Mir ist klar, dass das journalistisch so nicht geht und ich würde das auch nicht in einen Artikel schreiben, nach dem Motto: Darum ist es wichtig, Leuten in die Beine zu schießen. Es ist fast nie richtig, auf jemanden zu schießen – und es gibt genug Gründe, die ich nicht nachvollziehbar finde. Aber es ist für mich ein Missverhältnis, wenn Leute sagen, das geht ja gar nicht, aber nicht ihr erster Punkt ist, der hätte das Land nicht überfallen dürfen. Und das finde ich fast immer so, dass für mich relativ eindeutig ist, wer auf der richtigen und der falschen Seite steht. Das ist ein bisschen wie mit den deutschen IS-Terroristen, die wir jetzt zurückholen, wo es dann heißt, die hatten auch echt harte Haftbedingungen da. Oh Wunder! Es sind IS-Terroristen, die haben unfassbare Verbrechen begangen, alle hassen sie. Natürlich hatten die harte Haftbedingungen. Mit Leuten, die solche Verbrechen begehen, habe ich einfach kein Mitleid. Und ein ARD-Korrespondent sagt Zuhause vielleicht das gleiche, aber ich habe eben die Freiheit, es auch auf Twitter zu sagen. Warum soll ich meine Meinung da verheimlichen?

Was den Umgang mit dem Schrecken und der Gefahr und den Bildern, die man sieht, angeht: Es ist einfach so, dass es da keine großen Geheimnisse gibt. Man kommt morgens zum Frühstücksbuffet und alle sind ruhig.

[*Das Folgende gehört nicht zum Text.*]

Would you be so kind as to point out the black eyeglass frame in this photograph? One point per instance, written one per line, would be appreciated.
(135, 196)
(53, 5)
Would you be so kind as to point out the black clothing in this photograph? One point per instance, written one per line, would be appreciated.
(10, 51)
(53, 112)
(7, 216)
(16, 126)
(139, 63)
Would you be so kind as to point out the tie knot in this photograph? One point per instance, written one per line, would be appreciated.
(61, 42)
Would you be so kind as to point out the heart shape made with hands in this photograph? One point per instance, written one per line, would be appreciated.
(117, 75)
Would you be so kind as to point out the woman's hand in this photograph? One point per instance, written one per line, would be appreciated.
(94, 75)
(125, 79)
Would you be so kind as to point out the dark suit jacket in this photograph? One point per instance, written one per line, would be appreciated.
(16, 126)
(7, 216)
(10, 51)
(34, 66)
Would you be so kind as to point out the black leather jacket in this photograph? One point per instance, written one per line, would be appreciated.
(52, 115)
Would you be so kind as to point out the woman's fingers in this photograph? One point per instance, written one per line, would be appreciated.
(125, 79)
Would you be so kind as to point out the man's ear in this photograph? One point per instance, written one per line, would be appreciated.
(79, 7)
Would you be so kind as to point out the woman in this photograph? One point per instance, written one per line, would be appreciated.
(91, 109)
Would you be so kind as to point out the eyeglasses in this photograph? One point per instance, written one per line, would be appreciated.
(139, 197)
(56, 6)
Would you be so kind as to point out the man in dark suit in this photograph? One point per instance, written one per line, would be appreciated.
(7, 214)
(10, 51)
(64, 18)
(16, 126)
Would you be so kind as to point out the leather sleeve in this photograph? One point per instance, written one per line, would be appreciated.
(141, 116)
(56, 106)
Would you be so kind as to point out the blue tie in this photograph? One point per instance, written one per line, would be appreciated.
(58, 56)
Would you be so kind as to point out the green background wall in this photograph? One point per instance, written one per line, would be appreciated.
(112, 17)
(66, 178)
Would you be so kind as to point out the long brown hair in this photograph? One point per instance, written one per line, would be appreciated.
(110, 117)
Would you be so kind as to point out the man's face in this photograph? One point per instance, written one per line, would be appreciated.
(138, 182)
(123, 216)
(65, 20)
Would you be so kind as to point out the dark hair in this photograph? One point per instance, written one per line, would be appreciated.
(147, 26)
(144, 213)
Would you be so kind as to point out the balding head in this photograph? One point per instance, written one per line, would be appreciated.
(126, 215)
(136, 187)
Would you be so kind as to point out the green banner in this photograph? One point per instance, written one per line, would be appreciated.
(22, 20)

Und dann weiß man, okay, da ist wieder ein Reporter gestorben, weil sonst wären die Leute lauter und hätten bessere Laune. Und am Abend, wenn die von ihren Touren zurückkommen, dann sitzen sie alle da und saufen bestimmt dreimal so viel wie die letzten Tage. Das merkt man schon ganz, ganz deutlich. Aber es gibt keine speziellen geheimen Tricks oder so, sondern klar belastet einen das und das hat man auch lange im Kopf. Aber irgendwie gewöhnt man sich daran. Mir scheint die Welt, wie sie die Leute vor Ort ja einfach erleben oder wie sie ihr Leben leben, ist halt unterschiedlich und am Ende gewöhnt man sich an alles, was man regelmäßig tut. Ich selbst mache dann einfach immer mit dem nächsten Projekt weiter. Bisher hat das immer geklappt und ich drücke die Daumen, dass es so bleibt.